What is the most likely value of the product moment correlation coefficient for the data shown in the diagram? [A] −0.58 [B] 0 [C] −0.94 [D] 0.78 [E] 0.37

02:35

Video Transcript

What is the most likely value of the product-moment correlation coefficient for the data shown in the diagram? Is it (A) negative 0.58, (B) zero, (C) negative 0.94, (D) 0.78, or (E) 0.37?

In estimating Pearson’s correlation coefficient from a scatter plot, there are two things we look at. The first is the direction of the linear pattern, which in our case is top left to bottom right. And the second thing is the spread of the data points around a possible line of best fit, that is, how close our data points are to a potential line of best fit. Generally speaking, we know that if a linear pattern of data is from bottom left to top right, then we have positive or direct correlation. Conversely, if our data follow a linear pattern from top left to bottom right, we say our data is negatively or inversely correlated. And if our data is directly correlated, that’s positively, then our coefficient is between zero and one, whereas if our data is inversely correlated, the coefficient is between negative one and zero.

In our case, our linear pattern is from top left to bottom right, so ours is the second case. This means our correlation coefficient must be between negative one and zero. And this means we can eliminate both (D) and (E) since these are both positive. And now if we look at the spread of the data, we know that the wider the spread away from a potential line of best fit, the weaker the correlation and that the closer the data points are to a potential line of best fit, the stronger the correlation.

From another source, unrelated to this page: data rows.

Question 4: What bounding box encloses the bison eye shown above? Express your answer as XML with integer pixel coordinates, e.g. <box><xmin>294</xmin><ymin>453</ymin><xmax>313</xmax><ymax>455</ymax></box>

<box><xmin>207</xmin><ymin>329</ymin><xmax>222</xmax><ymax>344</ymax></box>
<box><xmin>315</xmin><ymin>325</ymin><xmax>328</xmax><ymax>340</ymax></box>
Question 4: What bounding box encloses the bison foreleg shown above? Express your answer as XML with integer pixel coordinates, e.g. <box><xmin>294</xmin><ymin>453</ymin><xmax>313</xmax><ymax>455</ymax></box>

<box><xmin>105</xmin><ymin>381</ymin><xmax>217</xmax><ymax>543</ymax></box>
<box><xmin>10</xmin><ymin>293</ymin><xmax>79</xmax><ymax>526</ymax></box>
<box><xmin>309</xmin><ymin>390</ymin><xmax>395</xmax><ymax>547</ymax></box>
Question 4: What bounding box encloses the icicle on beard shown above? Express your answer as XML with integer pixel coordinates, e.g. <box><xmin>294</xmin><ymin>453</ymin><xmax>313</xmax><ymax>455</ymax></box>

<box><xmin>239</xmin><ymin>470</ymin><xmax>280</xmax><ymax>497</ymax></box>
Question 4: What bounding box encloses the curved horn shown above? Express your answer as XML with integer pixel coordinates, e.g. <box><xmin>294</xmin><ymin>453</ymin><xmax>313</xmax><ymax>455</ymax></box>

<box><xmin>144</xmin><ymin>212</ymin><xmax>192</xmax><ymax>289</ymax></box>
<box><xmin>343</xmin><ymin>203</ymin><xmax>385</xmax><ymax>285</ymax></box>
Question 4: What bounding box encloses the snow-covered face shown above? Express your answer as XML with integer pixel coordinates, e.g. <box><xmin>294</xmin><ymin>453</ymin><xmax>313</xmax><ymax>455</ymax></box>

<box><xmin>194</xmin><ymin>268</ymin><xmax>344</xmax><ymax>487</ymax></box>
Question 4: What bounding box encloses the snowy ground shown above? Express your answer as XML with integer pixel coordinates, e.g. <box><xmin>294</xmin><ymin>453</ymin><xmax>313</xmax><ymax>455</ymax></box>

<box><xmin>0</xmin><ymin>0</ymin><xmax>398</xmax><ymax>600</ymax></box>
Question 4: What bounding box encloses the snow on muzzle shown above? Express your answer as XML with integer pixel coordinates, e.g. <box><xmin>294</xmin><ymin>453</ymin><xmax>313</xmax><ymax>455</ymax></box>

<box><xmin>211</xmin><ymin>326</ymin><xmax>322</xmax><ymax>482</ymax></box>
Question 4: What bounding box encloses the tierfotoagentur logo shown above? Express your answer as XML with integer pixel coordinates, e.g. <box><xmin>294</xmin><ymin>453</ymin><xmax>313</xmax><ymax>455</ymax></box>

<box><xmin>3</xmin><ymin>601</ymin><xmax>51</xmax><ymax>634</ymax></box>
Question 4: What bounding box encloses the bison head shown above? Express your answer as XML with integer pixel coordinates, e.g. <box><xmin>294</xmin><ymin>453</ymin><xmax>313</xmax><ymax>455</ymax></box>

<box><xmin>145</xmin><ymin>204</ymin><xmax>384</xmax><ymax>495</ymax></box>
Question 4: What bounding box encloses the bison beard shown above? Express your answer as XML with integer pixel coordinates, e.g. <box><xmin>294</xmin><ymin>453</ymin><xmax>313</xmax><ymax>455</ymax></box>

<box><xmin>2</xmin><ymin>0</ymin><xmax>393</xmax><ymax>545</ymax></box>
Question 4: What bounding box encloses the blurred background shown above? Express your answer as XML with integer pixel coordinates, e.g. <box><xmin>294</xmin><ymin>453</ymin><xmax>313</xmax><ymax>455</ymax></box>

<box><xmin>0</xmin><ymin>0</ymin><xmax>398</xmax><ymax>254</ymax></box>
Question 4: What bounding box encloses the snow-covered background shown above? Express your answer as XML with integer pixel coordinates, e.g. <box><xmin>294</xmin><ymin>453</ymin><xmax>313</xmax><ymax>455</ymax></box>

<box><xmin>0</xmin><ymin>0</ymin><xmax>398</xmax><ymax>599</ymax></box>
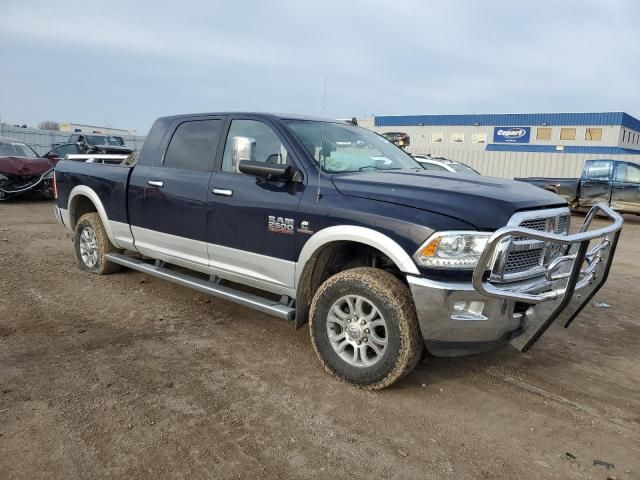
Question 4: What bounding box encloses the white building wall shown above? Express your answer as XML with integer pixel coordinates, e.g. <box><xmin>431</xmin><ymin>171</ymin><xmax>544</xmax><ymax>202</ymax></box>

<box><xmin>358</xmin><ymin>118</ymin><xmax>640</xmax><ymax>178</ymax></box>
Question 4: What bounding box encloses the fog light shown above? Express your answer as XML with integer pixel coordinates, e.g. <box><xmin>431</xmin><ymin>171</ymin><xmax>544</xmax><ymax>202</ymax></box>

We know that Pearson’s correlation coefficient takes values from negative one to positive one and that the closer the coefficient is to positive or negative one, the stronger the correlation. And we know that the closer the correlation coefficient gets to zero, the weaker the correlation.

In the given plot, most of the data points are very close to a possible line of best fit. And remembering that our coefficient is negative, this means our coefficient must be close to negative one. We can eliminate (B) since we know that a correlation coefficient of zero means there’s no correlation at all, and we have very strong correlation. And so we’re left with option (A) and option (C). Option (A) with the value negative 0.58 would indicate a moderate correlation. That’s because it’s just over halfway between zero and negative one. And since our correlation is very strong, we can eliminate option (A). Option (C) is the closest to negative one with a value negative 0.94. So the most likely product-moment correlation coefficient for the data shown is (C) is equal to negative 0.94.